Kastler v. Tures

Decision Date12 October 1926
Docket NumberNo. 6.,6.
Citation210 N.W. 415,191 Wis. 120
PartiesKASTLER v. TURES.
CourtWisconsin Supreme Court

OPINION TEXT STARTS HERE

Appeal from Circuit Court, Kenosha County; E. B. Belden, Judge.

Action by John J. Kastler against George Tures, wherein defendant filed a counterclaim. From a judgment for defendant, plaintiff appeals. Reversed, with directions.--[By Editorial Staff.]J. Allan Simpson, of Racine (Beck, Smalley & Smith, of Racine, of counsel), for appellant.

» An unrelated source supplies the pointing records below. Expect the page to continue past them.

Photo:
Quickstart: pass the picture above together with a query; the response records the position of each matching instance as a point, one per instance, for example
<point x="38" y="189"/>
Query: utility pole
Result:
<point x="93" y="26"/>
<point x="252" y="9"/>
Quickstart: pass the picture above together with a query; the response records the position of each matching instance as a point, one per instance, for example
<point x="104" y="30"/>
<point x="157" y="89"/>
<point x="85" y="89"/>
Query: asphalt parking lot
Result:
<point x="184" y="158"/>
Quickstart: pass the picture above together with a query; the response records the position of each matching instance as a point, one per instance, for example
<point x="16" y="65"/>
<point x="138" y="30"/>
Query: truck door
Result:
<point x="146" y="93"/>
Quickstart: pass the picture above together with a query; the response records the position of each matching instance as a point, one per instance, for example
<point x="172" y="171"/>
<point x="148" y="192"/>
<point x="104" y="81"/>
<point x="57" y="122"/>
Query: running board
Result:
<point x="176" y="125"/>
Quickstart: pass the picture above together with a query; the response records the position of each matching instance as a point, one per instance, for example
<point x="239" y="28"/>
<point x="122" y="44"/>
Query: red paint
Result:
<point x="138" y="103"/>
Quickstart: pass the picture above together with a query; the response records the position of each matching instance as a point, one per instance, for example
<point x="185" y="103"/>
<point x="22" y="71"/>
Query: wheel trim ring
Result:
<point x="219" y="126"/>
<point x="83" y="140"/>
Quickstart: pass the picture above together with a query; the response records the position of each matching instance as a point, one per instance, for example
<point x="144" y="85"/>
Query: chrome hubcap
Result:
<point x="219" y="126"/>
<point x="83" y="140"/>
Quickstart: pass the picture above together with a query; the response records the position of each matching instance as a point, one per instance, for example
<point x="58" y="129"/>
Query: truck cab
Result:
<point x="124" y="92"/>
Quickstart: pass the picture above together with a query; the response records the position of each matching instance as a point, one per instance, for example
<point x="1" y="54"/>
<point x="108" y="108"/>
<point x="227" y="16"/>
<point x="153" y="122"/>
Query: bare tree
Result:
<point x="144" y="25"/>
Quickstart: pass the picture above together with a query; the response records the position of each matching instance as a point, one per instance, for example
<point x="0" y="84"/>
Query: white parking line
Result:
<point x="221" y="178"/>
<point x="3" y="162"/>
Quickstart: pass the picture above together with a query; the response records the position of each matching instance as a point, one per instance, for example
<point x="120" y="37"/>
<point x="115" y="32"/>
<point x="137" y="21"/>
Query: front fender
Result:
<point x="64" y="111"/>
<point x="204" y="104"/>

Alfred L. Drury, of Kenosha, for respondent.

CROWNHART, J.

This was an action for damages resulting from a collision between the defendant's and the plaintiff's automobiles. The defendant denied liability, and counterclaimed for damage to his automobile. The case was tried before a jury, and the jury found that there was want of ordinary care on the part of the defendant in operating his automobile, which was the proximate cause of the collision; that there was no negligence on the part of the plaintiff in regard to locating his truck on the highway, or in maintaining lights, or in giving warning to travelers; and the amount of damage to each machine, about which there is no dispute. Thereafter, on motion, the circuit judge changed the answers in the special verdict, so as to hold the plaintiff guilty of negligence in regard to maintaining lights on his service truck and in regard to giving warning to travelers. Judgment was entered accordingly, and plaintiff appealed.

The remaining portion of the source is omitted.